Un calvaire de trois jours dans une chambre de fortune
Le 10 novembre 2025, la victime, S. Kane, quitte précipitamment le domicile conjugal à Mbour, apeurée par une possible dispute avec sa belle-famille après avoir utilisé une somme d’argent qui lui avait été confiée. Désorientée et vulnérable, elle erre dans les rues jusqu’à croiser M. Niang vers 18 heures.
L’homme lui propose de l’accompagner et l’emmène dans une chambre qu’il partage avec ses deux complices à Saly Cristal. De lundi soir à jeudi matin, la jeune femme est séquestrée et violée à tour de rôle par les trois hommes, dans des conditions sordides.
Le 13 novembre vers 10 heures, les agresseurs la libèrent. Épuisée, couverte de bleus et souffrant de fortes douleurs abdominales, elle parvient à rentrer chez elle. Alertée par son état, sa famille l’emmène immédiatement à l’hôpital Thierno Mouhamadoul Mansour Barro de Mbour. Le certificat médical constate « de multiples déchirures hyménales » et des lésions compatibles avec des viols répétés.

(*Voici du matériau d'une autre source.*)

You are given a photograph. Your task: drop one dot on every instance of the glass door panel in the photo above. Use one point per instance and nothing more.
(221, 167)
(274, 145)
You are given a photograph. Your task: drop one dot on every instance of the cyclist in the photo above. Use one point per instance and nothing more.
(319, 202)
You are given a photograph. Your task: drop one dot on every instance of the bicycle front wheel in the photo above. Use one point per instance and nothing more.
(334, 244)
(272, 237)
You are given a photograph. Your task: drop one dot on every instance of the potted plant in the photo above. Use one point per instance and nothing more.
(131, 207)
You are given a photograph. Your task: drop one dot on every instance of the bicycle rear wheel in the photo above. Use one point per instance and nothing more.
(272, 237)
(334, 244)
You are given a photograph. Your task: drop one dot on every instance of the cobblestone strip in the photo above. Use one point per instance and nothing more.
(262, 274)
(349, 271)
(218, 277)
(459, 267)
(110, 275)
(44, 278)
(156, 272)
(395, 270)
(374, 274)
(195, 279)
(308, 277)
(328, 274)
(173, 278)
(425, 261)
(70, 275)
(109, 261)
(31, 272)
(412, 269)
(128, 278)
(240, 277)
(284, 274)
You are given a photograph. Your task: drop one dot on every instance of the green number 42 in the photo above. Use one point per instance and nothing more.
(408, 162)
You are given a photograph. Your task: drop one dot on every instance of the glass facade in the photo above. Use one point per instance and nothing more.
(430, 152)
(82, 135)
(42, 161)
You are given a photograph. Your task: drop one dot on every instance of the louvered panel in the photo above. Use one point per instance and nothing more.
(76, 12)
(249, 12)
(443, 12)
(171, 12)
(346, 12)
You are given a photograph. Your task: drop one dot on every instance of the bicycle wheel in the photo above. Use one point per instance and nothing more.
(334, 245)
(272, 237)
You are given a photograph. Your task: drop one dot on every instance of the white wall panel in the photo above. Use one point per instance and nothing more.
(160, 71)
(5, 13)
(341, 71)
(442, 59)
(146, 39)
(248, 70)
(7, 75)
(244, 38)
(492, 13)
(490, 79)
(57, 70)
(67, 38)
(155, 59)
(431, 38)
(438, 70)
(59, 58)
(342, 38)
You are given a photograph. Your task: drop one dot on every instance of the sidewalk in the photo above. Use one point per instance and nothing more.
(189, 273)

Reconnaissance fortuite au commissariat et aveux
La belle-famille dépose plainte contre X au commissariat de Saly Portudal. Le lendemain, coup de théâtre : alors que la victime se rend au poste pour les besoins de l’enquête, elle reconnaît formellement M. Niang, interpellé la veille pour ivresse publique manifeste lors d’une opération de sécurisation.
Confronté, il nie d’abord avant de reconnaître des rapports sexuels, invoquant un « consentement » et accusant ses deux colocataires. Une perquisition dans la chambre confirme point par point le récit de la victime.
A. K. Diop et E. Diassy sont arrêtés quelques jours plus tard. Lors de leurs auditions, les trois hommes finissent par avouer la séquestration et les viols collectifs répétés, tout en affirmant ignorer que la victime était mariée et souffrait de déficience mentale.
Mandat de dépôt pour crime
Déférés au parquet de Mbour le 24 novembre, les trois mis en cause ont été placés sous mandat de dépôt le lendemain. Ils risquent la réclusion criminelle à perpétuité pour viol en réunion sur personne vulnérable et séquestration.
Cette affaire, révélée par L’Observateur, choque la petite station balnéaire de Saly et relance le débat sur la protection des personnes en situation de handicap mental dans les zones touristiques et populaires de la Petite Côte.